Unforgettable by David Wiseman

Unforgettable

David Wiseman

She is not black. She is chocolate that slides from Bournville to Dairy Milk and back again according to the light and the heat and the particular swell of skin she shows you. She is pink, sumptuous pink, with a tongue that teases and licks from behind pearl-white teeth she’s stolen from the poster at my dentist. She is blue, luminescent blue, shimmering in her hair as it cascades round her shoulders, down her back, across my face.

She is not asleep, although she may dream behind closed eyes. Her arm grows heavy across my chest and the urge to move cannot be resisted for long. We are of the moment, without past and with future uncertain. Tomorrow is agreed, tomorrow is our horizon, until there is no tomorrow. Then we’ll slip into each other’s pasts, vivid at first, for one of us vivid and raw too. For the other the colour will fade faster, a faint after-image on the retina, quickly overwritten by the brightness of a new day, the thrills of the new lover.

She will not be forgotten in a year. She will be a painful reminder of what might have been or she’ll bring a smile and a pause to recall a blissful affair. She will still be Rosemary, silky smooth, bright eyed, with a mane of black hair.
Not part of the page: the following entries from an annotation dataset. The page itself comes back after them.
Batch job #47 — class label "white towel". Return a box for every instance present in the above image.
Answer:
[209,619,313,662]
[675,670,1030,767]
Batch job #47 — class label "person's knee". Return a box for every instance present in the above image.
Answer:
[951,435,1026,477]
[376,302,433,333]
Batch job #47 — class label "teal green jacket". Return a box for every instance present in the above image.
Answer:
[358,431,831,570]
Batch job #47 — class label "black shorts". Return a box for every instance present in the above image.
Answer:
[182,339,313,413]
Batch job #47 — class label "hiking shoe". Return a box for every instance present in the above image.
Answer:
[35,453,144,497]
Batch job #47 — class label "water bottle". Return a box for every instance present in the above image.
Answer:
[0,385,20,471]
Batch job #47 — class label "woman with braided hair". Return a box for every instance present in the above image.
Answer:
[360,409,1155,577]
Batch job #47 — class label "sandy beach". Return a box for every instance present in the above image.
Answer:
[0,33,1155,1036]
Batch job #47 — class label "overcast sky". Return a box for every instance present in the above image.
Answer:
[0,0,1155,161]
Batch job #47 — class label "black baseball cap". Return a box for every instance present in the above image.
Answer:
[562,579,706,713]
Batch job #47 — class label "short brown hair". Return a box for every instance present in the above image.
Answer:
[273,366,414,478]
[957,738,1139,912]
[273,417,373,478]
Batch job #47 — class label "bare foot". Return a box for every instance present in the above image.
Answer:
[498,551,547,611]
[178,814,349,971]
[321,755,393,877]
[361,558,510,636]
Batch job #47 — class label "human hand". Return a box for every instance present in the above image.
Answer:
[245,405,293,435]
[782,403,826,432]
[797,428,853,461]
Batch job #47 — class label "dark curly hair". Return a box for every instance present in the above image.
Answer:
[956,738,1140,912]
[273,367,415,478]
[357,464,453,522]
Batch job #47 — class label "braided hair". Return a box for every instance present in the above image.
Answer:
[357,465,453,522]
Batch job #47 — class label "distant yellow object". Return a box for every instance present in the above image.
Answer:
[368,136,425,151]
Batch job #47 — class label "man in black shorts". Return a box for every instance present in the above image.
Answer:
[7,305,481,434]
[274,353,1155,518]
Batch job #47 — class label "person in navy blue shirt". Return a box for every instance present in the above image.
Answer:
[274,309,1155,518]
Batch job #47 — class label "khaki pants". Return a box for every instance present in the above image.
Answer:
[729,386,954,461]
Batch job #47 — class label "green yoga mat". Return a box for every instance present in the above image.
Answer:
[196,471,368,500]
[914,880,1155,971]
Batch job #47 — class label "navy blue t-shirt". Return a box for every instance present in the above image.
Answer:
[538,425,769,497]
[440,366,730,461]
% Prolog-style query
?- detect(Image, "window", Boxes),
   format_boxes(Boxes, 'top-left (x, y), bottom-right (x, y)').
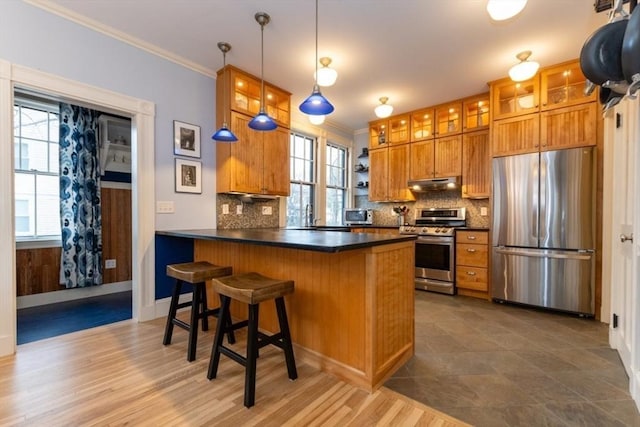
top-left (13, 97), bottom-right (60, 240)
top-left (287, 133), bottom-right (316, 227)
top-left (326, 144), bottom-right (347, 225)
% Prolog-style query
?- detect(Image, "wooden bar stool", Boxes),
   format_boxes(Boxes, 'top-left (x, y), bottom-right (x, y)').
top-left (162, 261), bottom-right (235, 362)
top-left (207, 273), bottom-right (298, 408)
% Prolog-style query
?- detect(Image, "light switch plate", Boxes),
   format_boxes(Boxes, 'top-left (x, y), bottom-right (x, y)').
top-left (156, 201), bottom-right (175, 213)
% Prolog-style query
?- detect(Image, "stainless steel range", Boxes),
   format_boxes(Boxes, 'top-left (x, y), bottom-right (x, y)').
top-left (400, 208), bottom-right (467, 295)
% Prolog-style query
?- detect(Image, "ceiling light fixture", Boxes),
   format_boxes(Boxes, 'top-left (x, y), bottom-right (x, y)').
top-left (509, 50), bottom-right (540, 82)
top-left (211, 42), bottom-right (238, 142)
top-left (299, 0), bottom-right (333, 116)
top-left (249, 12), bottom-right (278, 130)
top-left (373, 96), bottom-right (393, 119)
top-left (309, 115), bottom-right (327, 125)
top-left (313, 56), bottom-right (338, 86)
top-left (487, 0), bottom-right (527, 21)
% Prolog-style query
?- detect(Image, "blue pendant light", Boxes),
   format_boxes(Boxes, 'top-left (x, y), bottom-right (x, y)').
top-left (249, 12), bottom-right (278, 130)
top-left (299, 0), bottom-right (334, 116)
top-left (211, 42), bottom-right (238, 142)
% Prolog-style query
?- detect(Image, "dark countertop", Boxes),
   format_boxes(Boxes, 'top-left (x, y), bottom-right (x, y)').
top-left (156, 228), bottom-right (417, 252)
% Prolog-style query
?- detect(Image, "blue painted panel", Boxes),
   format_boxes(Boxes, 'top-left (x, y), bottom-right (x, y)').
top-left (156, 235), bottom-right (193, 300)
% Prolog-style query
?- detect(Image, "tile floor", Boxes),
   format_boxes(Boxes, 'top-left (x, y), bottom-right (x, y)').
top-left (385, 291), bottom-right (640, 427)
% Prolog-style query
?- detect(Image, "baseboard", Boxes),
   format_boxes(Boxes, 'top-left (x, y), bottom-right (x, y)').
top-left (16, 280), bottom-right (132, 312)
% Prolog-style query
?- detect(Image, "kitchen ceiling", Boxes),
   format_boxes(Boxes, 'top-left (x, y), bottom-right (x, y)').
top-left (32, 0), bottom-right (607, 131)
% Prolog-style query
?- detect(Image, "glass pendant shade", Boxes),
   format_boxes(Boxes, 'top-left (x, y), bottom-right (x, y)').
top-left (300, 85), bottom-right (334, 116)
top-left (487, 0), bottom-right (527, 21)
top-left (313, 56), bottom-right (338, 87)
top-left (373, 96), bottom-right (393, 119)
top-left (509, 50), bottom-right (540, 82)
top-left (308, 115), bottom-right (326, 125)
top-left (249, 12), bottom-right (278, 130)
top-left (211, 42), bottom-right (238, 142)
top-left (211, 123), bottom-right (238, 142)
top-left (249, 110), bottom-right (278, 130)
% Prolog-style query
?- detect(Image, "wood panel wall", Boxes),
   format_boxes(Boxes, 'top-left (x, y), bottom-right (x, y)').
top-left (16, 188), bottom-right (132, 296)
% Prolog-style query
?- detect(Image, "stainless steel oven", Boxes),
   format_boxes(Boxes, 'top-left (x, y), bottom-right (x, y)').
top-left (400, 208), bottom-right (466, 295)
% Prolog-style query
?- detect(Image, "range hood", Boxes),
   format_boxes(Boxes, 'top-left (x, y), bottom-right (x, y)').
top-left (408, 176), bottom-right (460, 193)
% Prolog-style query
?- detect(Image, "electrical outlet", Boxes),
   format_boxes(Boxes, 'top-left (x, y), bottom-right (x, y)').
top-left (156, 201), bottom-right (175, 213)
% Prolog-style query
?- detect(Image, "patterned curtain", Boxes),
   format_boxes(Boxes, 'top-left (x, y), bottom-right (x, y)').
top-left (60, 103), bottom-right (102, 288)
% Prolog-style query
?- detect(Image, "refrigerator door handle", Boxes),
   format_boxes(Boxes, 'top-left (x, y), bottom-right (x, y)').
top-left (496, 248), bottom-right (593, 261)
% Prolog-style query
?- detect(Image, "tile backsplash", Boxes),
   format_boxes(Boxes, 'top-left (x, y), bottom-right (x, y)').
top-left (355, 190), bottom-right (491, 228)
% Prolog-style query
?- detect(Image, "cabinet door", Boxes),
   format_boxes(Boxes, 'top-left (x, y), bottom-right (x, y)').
top-left (462, 130), bottom-right (491, 199)
top-left (387, 114), bottom-right (409, 144)
top-left (540, 102), bottom-right (598, 150)
top-left (262, 127), bottom-right (291, 196)
top-left (224, 112), bottom-right (264, 193)
top-left (540, 61), bottom-right (598, 110)
top-left (491, 113), bottom-right (540, 157)
top-left (389, 144), bottom-right (415, 201)
top-left (369, 119), bottom-right (389, 150)
top-left (436, 102), bottom-right (462, 137)
top-left (434, 135), bottom-right (462, 178)
top-left (462, 93), bottom-right (490, 132)
top-left (410, 108), bottom-right (435, 142)
top-left (369, 147), bottom-right (389, 202)
top-left (491, 76), bottom-right (540, 120)
top-left (409, 140), bottom-right (435, 179)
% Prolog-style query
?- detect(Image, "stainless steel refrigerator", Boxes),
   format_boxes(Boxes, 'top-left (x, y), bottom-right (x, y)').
top-left (491, 147), bottom-right (596, 315)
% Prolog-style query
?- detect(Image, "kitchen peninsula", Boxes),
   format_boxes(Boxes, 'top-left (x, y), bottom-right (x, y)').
top-left (156, 229), bottom-right (415, 391)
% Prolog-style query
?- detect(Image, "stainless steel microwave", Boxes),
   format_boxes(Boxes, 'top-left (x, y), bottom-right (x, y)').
top-left (344, 209), bottom-right (373, 225)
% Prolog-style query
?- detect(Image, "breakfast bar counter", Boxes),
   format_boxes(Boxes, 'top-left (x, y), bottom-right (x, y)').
top-left (156, 229), bottom-right (415, 391)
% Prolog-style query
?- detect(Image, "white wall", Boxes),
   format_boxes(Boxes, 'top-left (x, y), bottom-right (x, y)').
top-left (0, 0), bottom-right (215, 230)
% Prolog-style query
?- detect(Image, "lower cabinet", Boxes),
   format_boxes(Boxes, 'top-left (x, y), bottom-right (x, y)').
top-left (456, 230), bottom-right (489, 298)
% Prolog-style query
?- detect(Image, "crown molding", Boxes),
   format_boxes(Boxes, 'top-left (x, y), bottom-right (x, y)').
top-left (23, 0), bottom-right (216, 79)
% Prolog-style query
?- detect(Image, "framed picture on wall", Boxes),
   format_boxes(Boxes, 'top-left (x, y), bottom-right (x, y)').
top-left (176, 159), bottom-right (202, 194)
top-left (173, 120), bottom-right (200, 158)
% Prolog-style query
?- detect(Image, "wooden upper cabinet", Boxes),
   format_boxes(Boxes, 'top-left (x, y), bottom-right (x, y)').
top-left (491, 76), bottom-right (540, 120)
top-left (369, 119), bottom-right (389, 150)
top-left (435, 102), bottom-right (462, 137)
top-left (217, 65), bottom-right (291, 129)
top-left (540, 102), bottom-right (598, 150)
top-left (540, 61), bottom-right (597, 111)
top-left (462, 129), bottom-right (491, 199)
top-left (462, 92), bottom-right (490, 132)
top-left (433, 135), bottom-right (462, 178)
top-left (410, 108), bottom-right (436, 142)
top-left (387, 114), bottom-right (410, 145)
top-left (491, 113), bottom-right (540, 157)
top-left (409, 139), bottom-right (435, 180)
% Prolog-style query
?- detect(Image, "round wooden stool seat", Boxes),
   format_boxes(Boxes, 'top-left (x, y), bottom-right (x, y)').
top-left (211, 273), bottom-right (294, 304)
top-left (167, 261), bottom-right (232, 283)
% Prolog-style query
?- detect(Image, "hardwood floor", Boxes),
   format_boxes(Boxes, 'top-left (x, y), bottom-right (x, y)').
top-left (0, 319), bottom-right (467, 427)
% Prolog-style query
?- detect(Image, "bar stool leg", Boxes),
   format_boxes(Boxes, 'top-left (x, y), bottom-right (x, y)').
top-left (276, 297), bottom-right (298, 380)
top-left (244, 304), bottom-right (260, 408)
top-left (207, 295), bottom-right (231, 380)
top-left (187, 284), bottom-right (201, 362)
top-left (162, 280), bottom-right (182, 345)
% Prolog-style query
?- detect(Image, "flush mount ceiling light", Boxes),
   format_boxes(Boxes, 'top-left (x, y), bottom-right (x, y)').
top-left (487, 0), bottom-right (527, 21)
top-left (313, 56), bottom-right (338, 86)
top-left (298, 0), bottom-right (333, 116)
top-left (211, 42), bottom-right (238, 142)
top-left (509, 50), bottom-right (540, 82)
top-left (373, 96), bottom-right (393, 119)
top-left (249, 12), bottom-right (278, 130)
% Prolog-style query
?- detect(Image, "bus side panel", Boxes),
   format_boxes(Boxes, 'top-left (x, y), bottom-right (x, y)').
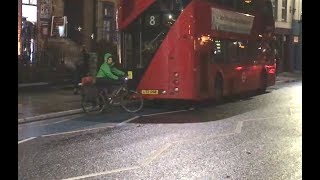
top-left (137, 2), bottom-right (195, 99)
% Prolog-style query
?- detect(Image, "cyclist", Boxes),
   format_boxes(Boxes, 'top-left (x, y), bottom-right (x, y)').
top-left (96, 53), bottom-right (126, 95)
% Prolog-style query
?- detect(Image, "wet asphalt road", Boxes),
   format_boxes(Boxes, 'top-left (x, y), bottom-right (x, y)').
top-left (18, 82), bottom-right (302, 180)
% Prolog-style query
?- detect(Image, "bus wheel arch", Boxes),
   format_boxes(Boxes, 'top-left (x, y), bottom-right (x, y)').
top-left (214, 72), bottom-right (224, 102)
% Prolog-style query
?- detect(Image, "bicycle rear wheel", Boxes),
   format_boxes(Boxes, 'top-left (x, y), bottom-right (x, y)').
top-left (120, 91), bottom-right (143, 113)
top-left (81, 93), bottom-right (106, 114)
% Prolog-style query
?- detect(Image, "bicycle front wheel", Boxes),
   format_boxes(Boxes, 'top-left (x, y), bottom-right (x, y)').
top-left (81, 93), bottom-right (106, 114)
top-left (120, 91), bottom-right (143, 113)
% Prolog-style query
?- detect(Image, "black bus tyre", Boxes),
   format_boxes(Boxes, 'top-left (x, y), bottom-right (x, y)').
top-left (214, 76), bottom-right (223, 103)
top-left (258, 71), bottom-right (268, 93)
top-left (81, 93), bottom-right (106, 114)
top-left (120, 90), bottom-right (143, 113)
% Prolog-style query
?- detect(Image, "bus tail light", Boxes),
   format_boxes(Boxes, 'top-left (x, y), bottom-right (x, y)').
top-left (173, 72), bottom-right (179, 78)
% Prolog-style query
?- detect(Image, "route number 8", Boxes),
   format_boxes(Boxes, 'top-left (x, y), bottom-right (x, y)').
top-left (149, 16), bottom-right (156, 26)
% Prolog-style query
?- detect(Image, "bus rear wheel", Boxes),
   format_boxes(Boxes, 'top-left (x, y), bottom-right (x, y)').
top-left (258, 71), bottom-right (268, 93)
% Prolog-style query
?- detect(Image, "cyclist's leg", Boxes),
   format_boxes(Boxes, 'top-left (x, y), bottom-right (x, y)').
top-left (96, 78), bottom-right (111, 95)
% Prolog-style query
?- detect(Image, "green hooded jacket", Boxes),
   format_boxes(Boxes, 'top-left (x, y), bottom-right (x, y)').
top-left (96, 53), bottom-right (125, 80)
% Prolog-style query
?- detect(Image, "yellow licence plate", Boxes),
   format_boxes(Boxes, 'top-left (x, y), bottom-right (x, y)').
top-left (141, 90), bottom-right (159, 94)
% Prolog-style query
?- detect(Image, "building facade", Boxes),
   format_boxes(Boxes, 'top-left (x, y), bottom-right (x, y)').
top-left (18, 0), bottom-right (117, 83)
top-left (272, 0), bottom-right (302, 72)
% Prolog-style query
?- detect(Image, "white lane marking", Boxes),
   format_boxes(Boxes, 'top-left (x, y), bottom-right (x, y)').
top-left (18, 109), bottom-right (83, 124)
top-left (141, 143), bottom-right (172, 166)
top-left (31, 115), bottom-right (83, 127)
top-left (18, 137), bottom-right (36, 144)
top-left (41, 126), bottom-right (114, 137)
top-left (62, 166), bottom-right (139, 180)
top-left (142, 110), bottom-right (189, 117)
top-left (234, 121), bottom-right (243, 134)
top-left (242, 115), bottom-right (288, 122)
top-left (116, 116), bottom-right (140, 126)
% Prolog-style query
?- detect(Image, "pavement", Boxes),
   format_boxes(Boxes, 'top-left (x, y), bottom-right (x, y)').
top-left (18, 72), bottom-right (302, 123)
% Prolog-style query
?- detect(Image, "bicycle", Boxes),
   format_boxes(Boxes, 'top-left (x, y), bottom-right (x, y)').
top-left (79, 77), bottom-right (143, 114)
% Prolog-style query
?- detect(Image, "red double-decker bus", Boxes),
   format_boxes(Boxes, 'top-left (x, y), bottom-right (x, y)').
top-left (117, 0), bottom-right (276, 100)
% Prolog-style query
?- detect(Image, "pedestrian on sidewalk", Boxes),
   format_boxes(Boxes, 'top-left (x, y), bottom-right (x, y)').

She will not be forgotten at thirty when I walk past the house and remember which bedroom we shared and the salt taste of her sweat. The thought will shock me and I’ll wince when I realise I have the wrong house, they all look the same and really it was the next road along. She’ll still be Rosie, the beautiful girl who imagined strange worlds, and I’ll wonder if she did drugs and I hadn’t realised.

She will not be forgotten when I’m forty or fifty and have children of my own. I’ll look at them slyly and see how they stand, see how they smile and wonder what they’d be like if Rosie had born them.

She’ll not be forgotten when I’m sixty and seventy. I’ll talk to a friend I haven’t met yet and we’ll share past glories with an amber swirl in our cut-glass tumblers. It’ll take a moment to remember, were we lovers? Of course we were lovers, and what lovers we were, but the taste of her skin will elude me. Was she Roxie or Roz? I’ll settle for Roxie, more exotic to fit into a story, and by then who’ll care if it’s right or wrong?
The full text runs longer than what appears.